# Hard drive advice.



## 2004raptor (Dec 31, 2005)

I'm almost ready to take the plunge on swapping my 40GB tivo drive for a bigger one. Somone on another forum suggested this samsung. Does anyone have any first hand experience with it or any other samsung drive?
I've bought numerous drives for desktop pc's (maxtor, wd, ibm) but never a samsung. Nothing wrong with them, I'm sure. Just never heard much about them.
BTW I am mainly looking for something quiet and reliable. storage is fine @ ~250GB+.

Any other suggestions?


----------



## classicsat (Feb 18, 2004)

I've had good experience with my 80 GB Samsungs, although for more than half a year both have been in my PCs, with WD drives in my TiVos (albeit one is the original drive)..


----------



## 2004raptor (Dec 31, 2005)

Haven't hit the "order" button yet. Any other input on this?


----------



## Pauli (Mar 1, 2004)

Samsung drives have been popular with the "Quiet PC" crowd for a few years now. The P80 series of drives (which go up to only 160GB) have been the choice for 3.5" drives and the drive you linked to is the next generation P120 drive that are offered in higher capacities than the P80 series. The reports of these newer Samsungs have generally been that they are not quite as quiet as the P80 drives, but they are a very good choice because they support AAM for quietening the seek noise, which is important for TiVo usage.


----------



## pdrph (Apr 27, 2008)

I just upgraded my Series 2 from 40gig to a Maxtor 200gig. The first hard drive (Maxtor) crashed after 6 weeks. I purchased it from Hinsdale pre-loaded with the TIVO Software. Hinsdale replaced the drive with another Maxtor. The first Maxtor clicked loudly before it crashed. The replacement Maxtor is clicking as well, but hasn'e crashed (it's been in the box for about 6 months). I had to squeeze a Luxurae Hard Drive Silencer in the case just so I can sleep at night!! Whatever you do, avoid Maxtor!!!


----------



## HomieG (Feb 17, 2003)

Zipzoomfly.com still has the 500GB Samsung (3-year warranty) for $79.99 with free 5-7 day FedEx shipping.
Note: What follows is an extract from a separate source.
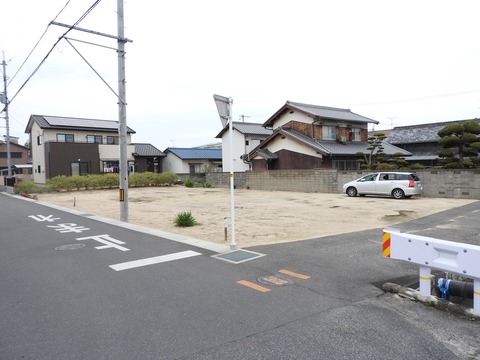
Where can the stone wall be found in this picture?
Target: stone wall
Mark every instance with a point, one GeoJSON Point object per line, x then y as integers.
{"type": "Point", "coordinates": [464, 184]}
http://www.zipzoomfly.com/jsp/ProductDetail.jsp?ProductCode=10005376


----------



## Tivo_60 (Jun 13, 2003)

@ $78.99 but no free shipping today.

5/31 : ZZF has the Western Digital 500gb Sata @ $81.90, free shipping:
http://www.zipzoomfly.com/jsp/ProductDetail.jsp?ProductCode=101259&prodlist=celebros

Also, the Seagate, 5yr warranty @ $71.99 + shipping :
http://www.zipzoomfly.com/jsp/ProductDetail.jsp?ProductCode=101451


----------